Ingredients
Scale
For the Smoothie Bowl Base:
- 2 cups frozen pineapple chunks
- 1 medium frozen banana, sliced
- 1/2 cup frozen mango chunks (optional but recommended)
- 1/3 cup coconut milk (or milk of choice)
- 1/4 cup plain Greek yogurt or coconut yogurt
- 1 teaspoon honey or agave nectar (optional)
- Juice of 1/2 lime (about 1 tablespoon)
For Toppings (choose your favorites):
- 1/4 cup granola
- 3-4 fresh pineapple chunks
- 1/4 cup fresh mango slices
- 2 tablespoons toasted coconut flakes
- 2 tablespoons sliced kiwi
- 1 tablespoon chia seeds
- 1 tablespoon macadamia nuts or cashews, chopped
- 2 tablespoons passion fruit pulp (if available)

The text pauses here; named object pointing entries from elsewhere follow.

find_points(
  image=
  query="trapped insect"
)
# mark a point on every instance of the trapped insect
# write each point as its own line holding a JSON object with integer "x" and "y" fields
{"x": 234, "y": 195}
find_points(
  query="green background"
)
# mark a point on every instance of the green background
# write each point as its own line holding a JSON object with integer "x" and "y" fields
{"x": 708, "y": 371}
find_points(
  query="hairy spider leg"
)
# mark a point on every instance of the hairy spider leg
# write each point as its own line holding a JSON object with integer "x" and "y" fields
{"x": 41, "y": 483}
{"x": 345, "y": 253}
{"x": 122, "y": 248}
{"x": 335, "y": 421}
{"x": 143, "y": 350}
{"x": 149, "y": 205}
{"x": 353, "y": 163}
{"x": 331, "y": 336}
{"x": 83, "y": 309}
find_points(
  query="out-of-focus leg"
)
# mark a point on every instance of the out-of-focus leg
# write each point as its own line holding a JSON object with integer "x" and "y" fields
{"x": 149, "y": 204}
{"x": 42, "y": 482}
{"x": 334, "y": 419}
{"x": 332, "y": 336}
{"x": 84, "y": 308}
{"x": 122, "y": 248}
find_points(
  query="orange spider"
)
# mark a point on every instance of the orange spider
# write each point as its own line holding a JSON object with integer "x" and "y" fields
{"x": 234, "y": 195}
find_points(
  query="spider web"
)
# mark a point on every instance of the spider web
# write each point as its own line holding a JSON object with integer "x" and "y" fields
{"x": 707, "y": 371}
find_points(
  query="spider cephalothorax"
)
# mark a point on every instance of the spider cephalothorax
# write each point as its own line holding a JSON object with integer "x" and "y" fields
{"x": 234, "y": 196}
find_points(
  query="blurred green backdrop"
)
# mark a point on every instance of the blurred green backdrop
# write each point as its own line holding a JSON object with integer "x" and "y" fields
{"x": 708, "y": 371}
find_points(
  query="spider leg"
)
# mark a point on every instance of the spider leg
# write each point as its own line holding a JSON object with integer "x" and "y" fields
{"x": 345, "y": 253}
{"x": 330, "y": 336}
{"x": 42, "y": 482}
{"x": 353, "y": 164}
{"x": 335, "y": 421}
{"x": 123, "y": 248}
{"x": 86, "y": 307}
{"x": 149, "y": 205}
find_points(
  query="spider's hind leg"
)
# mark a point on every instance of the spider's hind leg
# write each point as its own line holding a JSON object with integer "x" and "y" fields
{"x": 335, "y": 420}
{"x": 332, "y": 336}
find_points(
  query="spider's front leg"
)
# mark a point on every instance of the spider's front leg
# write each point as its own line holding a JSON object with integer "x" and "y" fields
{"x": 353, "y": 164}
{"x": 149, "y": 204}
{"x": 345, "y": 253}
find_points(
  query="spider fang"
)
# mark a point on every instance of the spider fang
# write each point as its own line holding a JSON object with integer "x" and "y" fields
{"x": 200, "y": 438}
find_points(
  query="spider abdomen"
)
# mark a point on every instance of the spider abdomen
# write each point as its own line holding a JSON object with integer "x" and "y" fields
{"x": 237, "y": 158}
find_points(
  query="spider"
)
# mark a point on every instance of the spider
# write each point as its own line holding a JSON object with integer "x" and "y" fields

- Drizzle of coconut cream or almond butter
- Fresh mint leaves for garnish
Instructions
- Prepare your ingredients: Remove frozen pineapple, banana, and mango from the freezer. If your blender is less powerful, let them sit at room temperature for 5-10 minutes to soften slightly.
- Layer your blender properly: Add coconut milk and yogurt to the blender first (liquids on the bottom help the blending process), then add the frozen pineapple, banana, and mango chunks on top.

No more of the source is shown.